Há tempos que não apresentava nada nesse espaço dessa mísera favela, mas
a situação mudou quando me deparei com a obra de Osamu Dazai (1948). É
simplesmente impossível ler essa obra e não ser tocado, ou melhor, abraçado por
toda desesperança e amargura que Declínio de um homem evoca.
Essa foi a última obra que o autor publicou antes de cometer suicídio
dias antes de completar 38 anos e nessa obra há diversos da vida do autor
(talvez seja um dos motivos para que esta venha ter tanta força – afinal o
autor depositou os pedaços finais de sua trágica vida nela).
A história é uma espécie de relato autobiográfico do “jovem” Yozo
apresenta os motivos de seu “declínio como ser humano” e justamente nesses
motivos vemos diversos aspectos que nos acompanham diariamente.
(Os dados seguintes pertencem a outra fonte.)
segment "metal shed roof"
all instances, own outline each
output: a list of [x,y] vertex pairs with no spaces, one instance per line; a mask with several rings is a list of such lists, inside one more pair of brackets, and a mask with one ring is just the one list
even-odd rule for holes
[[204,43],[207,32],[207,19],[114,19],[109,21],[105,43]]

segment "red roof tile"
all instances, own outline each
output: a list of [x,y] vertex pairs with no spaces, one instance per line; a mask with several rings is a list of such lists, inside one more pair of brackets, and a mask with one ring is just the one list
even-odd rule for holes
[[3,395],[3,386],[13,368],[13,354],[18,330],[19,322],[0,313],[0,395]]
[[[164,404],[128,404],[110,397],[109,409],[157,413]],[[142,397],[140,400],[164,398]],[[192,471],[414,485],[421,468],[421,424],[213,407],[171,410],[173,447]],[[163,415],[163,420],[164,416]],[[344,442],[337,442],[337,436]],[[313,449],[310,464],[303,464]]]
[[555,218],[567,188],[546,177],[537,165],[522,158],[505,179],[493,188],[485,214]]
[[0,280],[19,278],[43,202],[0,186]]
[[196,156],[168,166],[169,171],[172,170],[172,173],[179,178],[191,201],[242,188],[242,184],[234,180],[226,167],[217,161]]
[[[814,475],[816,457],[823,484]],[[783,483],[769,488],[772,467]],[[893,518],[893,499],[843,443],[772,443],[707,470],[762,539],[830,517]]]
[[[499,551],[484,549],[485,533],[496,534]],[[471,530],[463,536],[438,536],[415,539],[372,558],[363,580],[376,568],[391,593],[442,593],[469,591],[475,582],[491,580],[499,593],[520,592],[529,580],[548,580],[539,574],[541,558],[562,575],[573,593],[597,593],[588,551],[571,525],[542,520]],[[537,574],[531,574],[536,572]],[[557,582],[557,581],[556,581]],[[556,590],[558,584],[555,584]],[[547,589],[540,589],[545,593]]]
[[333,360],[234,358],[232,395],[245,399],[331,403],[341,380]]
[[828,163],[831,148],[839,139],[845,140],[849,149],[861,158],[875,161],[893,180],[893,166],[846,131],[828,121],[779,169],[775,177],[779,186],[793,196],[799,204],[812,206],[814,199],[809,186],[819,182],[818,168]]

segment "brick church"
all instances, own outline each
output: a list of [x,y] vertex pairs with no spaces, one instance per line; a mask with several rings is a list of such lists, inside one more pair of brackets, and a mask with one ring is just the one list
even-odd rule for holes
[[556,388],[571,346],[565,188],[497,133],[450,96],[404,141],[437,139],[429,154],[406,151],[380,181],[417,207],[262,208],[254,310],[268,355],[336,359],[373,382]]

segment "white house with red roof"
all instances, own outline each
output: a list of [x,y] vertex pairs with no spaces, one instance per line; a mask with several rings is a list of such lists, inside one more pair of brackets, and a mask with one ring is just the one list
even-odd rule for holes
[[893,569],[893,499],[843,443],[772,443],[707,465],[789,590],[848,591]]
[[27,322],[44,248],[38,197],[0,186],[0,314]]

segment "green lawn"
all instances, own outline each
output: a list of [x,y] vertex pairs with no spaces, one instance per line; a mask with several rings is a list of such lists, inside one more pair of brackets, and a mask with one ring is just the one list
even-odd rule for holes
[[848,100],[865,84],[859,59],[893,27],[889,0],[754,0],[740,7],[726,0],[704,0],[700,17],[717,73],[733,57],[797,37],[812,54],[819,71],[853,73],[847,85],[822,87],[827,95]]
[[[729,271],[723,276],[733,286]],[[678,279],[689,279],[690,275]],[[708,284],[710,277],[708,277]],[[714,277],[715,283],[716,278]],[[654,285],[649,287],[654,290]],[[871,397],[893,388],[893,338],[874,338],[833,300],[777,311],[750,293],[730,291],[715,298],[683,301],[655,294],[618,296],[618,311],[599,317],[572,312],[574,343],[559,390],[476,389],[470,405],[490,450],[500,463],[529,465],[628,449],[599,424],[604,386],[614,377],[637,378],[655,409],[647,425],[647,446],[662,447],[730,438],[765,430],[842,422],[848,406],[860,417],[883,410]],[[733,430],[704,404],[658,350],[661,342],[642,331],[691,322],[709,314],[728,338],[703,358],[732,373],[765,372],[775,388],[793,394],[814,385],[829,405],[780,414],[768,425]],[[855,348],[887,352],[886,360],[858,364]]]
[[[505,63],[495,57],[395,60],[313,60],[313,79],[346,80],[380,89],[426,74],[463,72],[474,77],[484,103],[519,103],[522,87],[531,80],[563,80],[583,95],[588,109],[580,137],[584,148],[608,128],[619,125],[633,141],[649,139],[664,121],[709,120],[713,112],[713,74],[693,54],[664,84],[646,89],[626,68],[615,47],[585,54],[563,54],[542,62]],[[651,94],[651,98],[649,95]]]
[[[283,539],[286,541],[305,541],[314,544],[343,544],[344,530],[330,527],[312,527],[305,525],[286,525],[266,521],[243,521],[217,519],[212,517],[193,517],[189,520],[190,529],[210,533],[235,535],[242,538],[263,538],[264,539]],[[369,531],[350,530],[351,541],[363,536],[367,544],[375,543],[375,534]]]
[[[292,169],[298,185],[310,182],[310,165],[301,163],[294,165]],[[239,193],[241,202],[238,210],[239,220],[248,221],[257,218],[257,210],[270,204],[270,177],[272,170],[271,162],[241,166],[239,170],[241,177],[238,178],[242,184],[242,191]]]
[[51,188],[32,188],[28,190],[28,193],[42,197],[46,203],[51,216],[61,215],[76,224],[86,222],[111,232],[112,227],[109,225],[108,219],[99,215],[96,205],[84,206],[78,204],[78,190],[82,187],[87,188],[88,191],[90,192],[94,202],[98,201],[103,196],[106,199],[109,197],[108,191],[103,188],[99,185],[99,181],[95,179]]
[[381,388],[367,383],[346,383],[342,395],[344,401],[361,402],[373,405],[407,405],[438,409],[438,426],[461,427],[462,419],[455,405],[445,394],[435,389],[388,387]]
O primeiro
deles é a nossa cada vez mais profunda incapacidade empática; na obra temos
esse ponto inicial com a grande família do personagem principal onde todos
estão completamente atarefados e não conseguem perceber a fragilidade de Yozo.
Se pensarmos nas várias instituições de nossa querida sociedade veremos esse
mesmo ponto: Nossas famílias crescem mortas, as escolas são lugares inóspitos e
falidos que se quer conseguem transmitir conhecimento quanto mais ajudar a
humanizar as Igrejas cristãs... Até o Deus delas já era...
O segundo ponto de Declínio do Homem que Yozo passa é a falsificação de
si próprio, pois desde cedo ele viu a sujeira das pessoas e devido a sua
insegurança que cada vez mais foi se tornando sua fraqueza não foi capaz de
combatê-la e para esconder sua angústia criou uma persona alegre: Ele que era
um ser melancólico e temeroso por dentro tornou-se um piadista, um rapaz
extremamente divertido por fora, capaz de arrancar sorrisos de qualquer e assim
esconder suas angústias e o medo constante das pessoas que trazia consigo. E
quantas vezes nós mesmos não seguimos esse caminho de inautenticidade construindo
uma máscara que melhor se adapte as normas falidas de nossa sociedade. Quantas
vezes aceitamos destruir nossos sonhos e desejos apenas para termos a falsa
aceitação de pertencermos a um maldito grupinho... Mas essa tática não dá
certo... E Yozo nos mostrou perfeitamente o seu fracasso...
Temos o
terceiro e o 4 ponto do declínio do homem (Coloco os dois juntos para tentar
evitar qualquer tipo de Spoiler sobre a obra).
Uma hora nossas máscaras acabam caindo e aí somos obrigados a encarar a
desgraça dessa Era ou fugir dela – Yozo escolheu fugir da Era e fez isso
através das drogas e uma bem conhecida que geralmente está a nossa mão o
álcool. Yozo assim como o próprio autor tiveram problemas terríveis com o
álcool e vemos tudo ao seu redor ser destruído. E como nenhum homem é uma ilha
Yozo acaba levando ou contribuindo para arruinar a vida de diversas mulheres ao
longo de sua vida. Cabe aqui um trecho da obra que se encontra inclusive na traseira
do livro:
“Com
o tempo, aprendi que bebidas, cigarros e prostitutas eram os instrumentos que
eu dispunha, ainda que de forma temporária para dissipar meu pavor dos seres
humanos. Mesmo se precisasse vender tudo o que possuía para dispor desses
instrumentos, eu o faria de bom grado.”
Infelizmente essa é uma das posições mais freqüentes em nossos dias,
quantas mulheres e meninas não são simplesmente destroçadas para que nós e
(principalmente os homens possam aliviar suas vergonhas, medos ou possam se
mostrar poderosos para os outros)? Ou pior, quantos casamentos não são o palco
onde uma destruição mútua ocorre diariamente?
Temos nessa obra a retratação das favelas existentes em nós. Osamu Dazai
através de Yozo mostrou deu voz a alguém que já estava morto em vida – alguém
que foi transformado em um pilho e nos convidou a olhar para os diversos
piolhos existentes em nossa sociedade. Talvez uma olhada rápida no visor do seu
celular ou em algum espelho de sua casa mostre um dos primeiros piolhos que
devem ser ajudados...
Devemos pensar o Declínio de um Homem como a última esperança de não ver
declinada o último fio que segura essa pobre coitada... Essa obra foi criada
para que possamos procuramos o Yozo dentro de nós e pelas vielas e sarjetas
afogados na bebida, nas devassidões e no desespero que cria cada dia mais
favelas intransponíveis.
Essa
é com toda certeza uma obra que merece ser lida.